Closed DataStrategist closed 7 years ago
In general it's already possible to join by timestamp using the difference_inner_join
function (see the below examples- this works because subtracting datetimes and treating it as numeric gets a difference in seconds).
However, what that question was asking for specifically was to find joins where one column was between two others, which is trickier and isn't something fuzzyjoin is currently designed for (it would require somewhat different syntax). It's not specific to timestamps so I'll close this issue, but may return to the problem!
library(readr)
library(fuzzyjoin)
d1 <- read_csv("row1,time1
1,2016-11-14 20:00:00
2,2016-11-14 21:00:00
3,2016-11-14 22:00:00")
d2 <- read_csv("row2,time2
1,2016-11-14 20:00:05
2,2016-11-14 22:00:10
3,2016-11-14 21:00:05")
# at most five seconds apart
difference_inner_join(d1, d2, by = c(time1 = "time2"), max_dist = 5)
#> # A tibble: 2 × 4
#> row1 time1 row2 time2
#> <int> <dttm> <int> <dttm>
#> 1 1 2016-11-14 20:00:00 1 2016-11-14 20:00:05
#> 2 2 2016-11-14 21:00:00 3 2016-11-14 21:00:05
# at most ten seconds apart
difference_inner_join(d1, d2, by = c(time1 = "time2"), max_dist = 10)
#> # A tibble: 3 × 4
#> row1 time1 row2 time2
#> <int> <dttm> <int> <dttm>
#> 1 1 2016-11-14 20:00:00 1 2016-11-14 20:00:05
#> 2 2 2016-11-14 21:00:00 3 2016-11-14 21:00:05
#> 3 3 2016-11-14 22:00:00 2 2016-11-14 22:00:10
# at most one second apart
difference_inner_join(d1, d2, by = c(time1 = "time2"), max_dist = 1)
#> # A tibble: 0 × 4
#> # ... with 4 variables: row1 <int>, time1 <dttm>, row2 <int>, time2 <dttm>
# at most an hour apart
difference_inner_join(d1, d2, by = c(time1 = "time2"), max_dist = 60 * 60)
#> # A tibble: 5 × 4
#> row1 time1 row2 time2
#> <int> <dttm> <int> <dttm>
#> 1 1 2016-11-14 20:00:00 1 2016-11-14 20:00:05
#> 2 2 2016-11-14 21:00:00 1 2016-11-14 20:00:05
#> 3 2 2016-11-14 21:00:00 3 2016-11-14 21:00:05
#> 4 3 2016-11-14 22:00:00 2 2016-11-14 22:00:10
#> 5 3 2016-11-14 22:00:00 3 2016-11-14 21:00:05
It's true, and difference_inner_join is close... but in fact, it would be enough if we could just specify to always round-down.

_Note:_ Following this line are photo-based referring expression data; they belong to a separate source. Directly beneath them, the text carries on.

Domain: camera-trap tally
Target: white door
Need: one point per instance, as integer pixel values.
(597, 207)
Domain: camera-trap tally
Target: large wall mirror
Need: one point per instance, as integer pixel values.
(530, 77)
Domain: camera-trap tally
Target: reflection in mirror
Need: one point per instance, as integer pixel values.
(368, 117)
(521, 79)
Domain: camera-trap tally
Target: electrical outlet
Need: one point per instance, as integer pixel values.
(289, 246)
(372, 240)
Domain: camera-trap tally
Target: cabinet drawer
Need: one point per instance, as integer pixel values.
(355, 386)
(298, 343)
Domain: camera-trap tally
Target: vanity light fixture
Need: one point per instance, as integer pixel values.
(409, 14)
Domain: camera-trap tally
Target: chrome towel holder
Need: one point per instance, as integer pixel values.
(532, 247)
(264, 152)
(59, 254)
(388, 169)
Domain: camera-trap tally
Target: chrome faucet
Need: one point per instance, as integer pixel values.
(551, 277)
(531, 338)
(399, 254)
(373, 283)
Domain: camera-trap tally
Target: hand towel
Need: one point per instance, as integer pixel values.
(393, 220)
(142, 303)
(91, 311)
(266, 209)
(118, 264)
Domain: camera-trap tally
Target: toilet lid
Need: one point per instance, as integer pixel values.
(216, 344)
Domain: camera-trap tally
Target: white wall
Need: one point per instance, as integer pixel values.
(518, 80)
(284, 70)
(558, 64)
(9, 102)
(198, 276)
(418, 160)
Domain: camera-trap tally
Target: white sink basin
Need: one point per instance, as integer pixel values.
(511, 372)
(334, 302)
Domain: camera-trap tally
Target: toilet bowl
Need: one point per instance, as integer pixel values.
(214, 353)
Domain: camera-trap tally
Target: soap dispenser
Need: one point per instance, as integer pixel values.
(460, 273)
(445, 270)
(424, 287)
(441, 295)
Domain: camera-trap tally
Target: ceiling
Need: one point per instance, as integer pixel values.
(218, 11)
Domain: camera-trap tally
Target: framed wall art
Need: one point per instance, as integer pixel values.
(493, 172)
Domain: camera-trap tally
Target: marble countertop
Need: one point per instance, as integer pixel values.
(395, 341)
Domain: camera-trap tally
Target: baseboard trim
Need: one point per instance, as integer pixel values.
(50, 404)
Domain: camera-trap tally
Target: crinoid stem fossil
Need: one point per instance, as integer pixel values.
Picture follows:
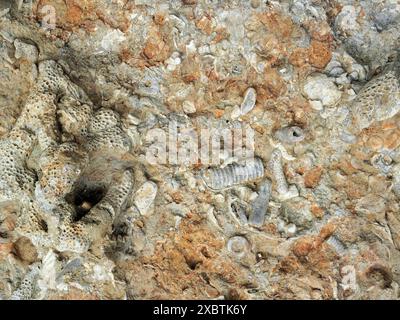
(285, 191)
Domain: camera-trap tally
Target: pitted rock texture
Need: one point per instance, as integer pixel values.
(313, 213)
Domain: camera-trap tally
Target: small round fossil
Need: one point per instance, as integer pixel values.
(238, 246)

THat way, it would pick the nearest timestamp (as long as it's greater). If that condition were applied AND if the timestamps are arranged chronologically, it would be sufficient, no?

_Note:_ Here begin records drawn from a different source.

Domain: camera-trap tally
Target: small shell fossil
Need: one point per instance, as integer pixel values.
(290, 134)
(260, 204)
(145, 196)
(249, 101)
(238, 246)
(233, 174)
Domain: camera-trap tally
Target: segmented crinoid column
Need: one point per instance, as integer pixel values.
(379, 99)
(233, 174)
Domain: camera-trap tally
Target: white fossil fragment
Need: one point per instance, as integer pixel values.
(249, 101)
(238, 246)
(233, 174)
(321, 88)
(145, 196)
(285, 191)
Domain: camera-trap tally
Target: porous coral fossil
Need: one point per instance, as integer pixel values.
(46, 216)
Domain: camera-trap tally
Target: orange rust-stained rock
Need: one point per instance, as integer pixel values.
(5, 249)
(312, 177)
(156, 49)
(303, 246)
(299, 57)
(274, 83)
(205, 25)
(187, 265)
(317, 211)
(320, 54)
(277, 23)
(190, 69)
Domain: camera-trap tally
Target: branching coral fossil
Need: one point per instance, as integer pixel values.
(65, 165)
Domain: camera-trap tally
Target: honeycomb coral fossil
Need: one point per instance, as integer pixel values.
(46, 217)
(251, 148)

I saw this on SO: http://stackoverflow.com/questions/40632295/how-do-i-select-values-from-a-lookup-table-based-on-their-time-stamp, where the asker would like to match based on ranges... but it gave me the idea... your fuzzyjoin could also match based on closest timestamp. Could be a good feature for this package, no?